Fig. 1. Experimental setup for characterizing the plasma in the filament under different repetition rates using spectroscopy.

Fig. 2. Typical spectra of the O I line generated by the laser filament. (a) Multi-Voigt fit for the O I 777.194 nm, 777.417 nm, and 777.539 nm lines was performed to determine the Stark broadening of the plasma. (b) Multi-Voigt fit for the O I 844.626 nm, 844.636 nm, and 844.676 nm lines. The six O I spectral lines were used to plot Boltzmann plot and determine the temperature of the plasma. The laser pulse energy was 4.5 mJ for filamentation.

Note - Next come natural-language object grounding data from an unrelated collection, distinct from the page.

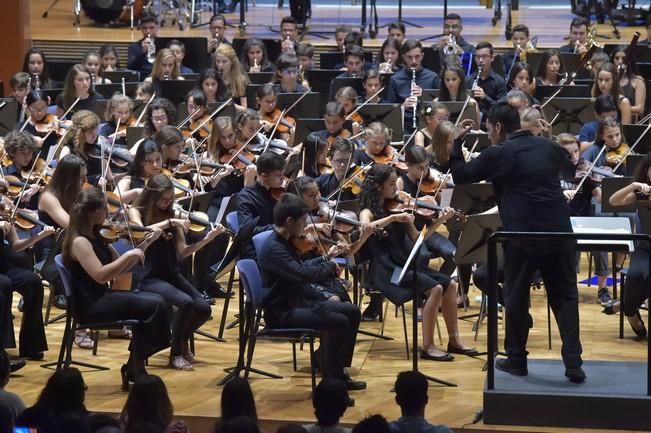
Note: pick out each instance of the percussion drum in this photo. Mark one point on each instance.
(112, 11)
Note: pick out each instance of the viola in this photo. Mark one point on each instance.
(286, 124)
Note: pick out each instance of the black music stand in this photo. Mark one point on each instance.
(610, 185)
(116, 76)
(412, 264)
(8, 115)
(176, 90)
(573, 113)
(308, 107)
(389, 114)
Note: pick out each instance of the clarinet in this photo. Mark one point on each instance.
(413, 83)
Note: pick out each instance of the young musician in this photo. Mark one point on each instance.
(401, 88)
(94, 264)
(162, 273)
(292, 302)
(140, 58)
(392, 250)
(637, 279)
(489, 87)
(529, 201)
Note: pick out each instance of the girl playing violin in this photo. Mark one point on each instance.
(93, 63)
(212, 85)
(254, 56)
(40, 123)
(161, 273)
(77, 85)
(432, 114)
(607, 82)
(94, 264)
(119, 107)
(21, 148)
(269, 113)
(286, 79)
(347, 97)
(35, 64)
(609, 134)
(391, 251)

Fig. 3. (a) Simulated average electron density of the filament as a function of the propagation distance for 1 Hz, 100 Hz, 500 Hz, and 1000 Hz repetition rates. The electron density is averaged in the range of r < 50 µm (the radius of the filament). (b) Electron density of the laser filament as a function of the laser repetition rate. The red line is the simulated average electron density of the filament zone. The filament zone is defined by specifying the filamentation initiation and termination when the electron density approaches 1 × 10¹⁷ cm⁻³.

Fig. 4. (a) Boltzmann plots for O I lines from 100 Hz and 1000 Hz filaments. (b) Plasma temperature as a function of the laser repetition rate. The red line in (b) is the simulated laser intensity inside the filament for comparison. The laser pulse energy was 4.5 mJ for filamentation.